A categoria dos caminhoneiros anunciou, nesta terça-feira (2), que realizará uma paralisação nacional a partir de quinta-feira, dia 4 de dezembro. O comunicado foi feito pelo representante Chicão Caminhoneiro, identificado como Francisco Dalmora Burgardt, durante encontro em Brasília ao lado do ex-desembargador Sebastião Coelho, que afirmou prestar apoio jurídico ao movimento.

Chicão declarou que o grupo protocolará ainda hoje um documento que dará base legal à mobilização. Segundo ele, a paralisação será acompanhada por assessoria jurídica para garantir que todas as ações respeitem os limites da lei.
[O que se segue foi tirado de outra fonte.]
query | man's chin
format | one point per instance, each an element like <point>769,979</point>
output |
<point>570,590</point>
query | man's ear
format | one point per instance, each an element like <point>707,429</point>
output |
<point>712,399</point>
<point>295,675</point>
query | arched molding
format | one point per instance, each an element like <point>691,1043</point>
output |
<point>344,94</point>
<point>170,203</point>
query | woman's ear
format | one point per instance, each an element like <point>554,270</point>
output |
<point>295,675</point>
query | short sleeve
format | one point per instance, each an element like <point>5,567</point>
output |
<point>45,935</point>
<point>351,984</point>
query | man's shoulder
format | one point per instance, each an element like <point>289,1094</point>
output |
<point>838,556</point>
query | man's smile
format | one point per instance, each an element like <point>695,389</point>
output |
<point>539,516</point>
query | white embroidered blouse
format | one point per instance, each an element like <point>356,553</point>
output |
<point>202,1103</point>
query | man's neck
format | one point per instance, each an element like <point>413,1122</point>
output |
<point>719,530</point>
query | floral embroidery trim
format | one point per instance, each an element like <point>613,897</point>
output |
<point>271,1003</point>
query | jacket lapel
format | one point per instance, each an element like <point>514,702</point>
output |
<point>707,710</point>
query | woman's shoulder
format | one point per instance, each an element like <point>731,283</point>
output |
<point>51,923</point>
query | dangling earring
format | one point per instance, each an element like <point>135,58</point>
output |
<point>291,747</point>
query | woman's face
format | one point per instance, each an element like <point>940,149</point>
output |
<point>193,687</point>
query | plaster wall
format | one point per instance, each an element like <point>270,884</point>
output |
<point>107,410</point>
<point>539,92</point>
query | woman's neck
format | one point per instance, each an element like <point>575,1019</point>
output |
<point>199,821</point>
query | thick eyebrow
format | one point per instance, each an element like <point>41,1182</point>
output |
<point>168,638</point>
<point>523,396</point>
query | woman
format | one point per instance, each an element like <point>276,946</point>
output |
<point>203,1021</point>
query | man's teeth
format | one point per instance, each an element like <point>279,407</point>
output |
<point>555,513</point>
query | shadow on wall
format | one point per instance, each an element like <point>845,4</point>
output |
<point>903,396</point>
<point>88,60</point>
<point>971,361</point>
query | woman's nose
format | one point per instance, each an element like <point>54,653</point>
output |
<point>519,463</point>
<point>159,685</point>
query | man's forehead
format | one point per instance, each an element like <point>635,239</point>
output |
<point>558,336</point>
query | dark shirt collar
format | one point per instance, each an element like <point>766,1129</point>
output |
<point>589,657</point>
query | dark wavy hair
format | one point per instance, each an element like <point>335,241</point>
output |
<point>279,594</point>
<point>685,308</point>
O ex-magistrado, que tem se aproximado de movimentos de rua nos últimos anos, afirmou que acredita no êxito da mobilização e que o protesto será “vitorioso para toda a categoria”.

A convocação destaca que o ato não tem ligação partidária e, segundo seus organizadores, é motivado por insatisfações acumuladas entre os caminhoneiros, como baixa remuneração, condições de trabalho consideradas precárias, insegurança nas estradas e descumprimento de regras por parte de contratantes do setor. Entre as reivindicações mencionadas por apoiadores da paralisação estão estabilidade contratual, revisão do marco regulatório do transporte de cargas, melhorias na segurança rodoviária e proposta de aposentadoria especial para motoristas com extensa trajetória profissional.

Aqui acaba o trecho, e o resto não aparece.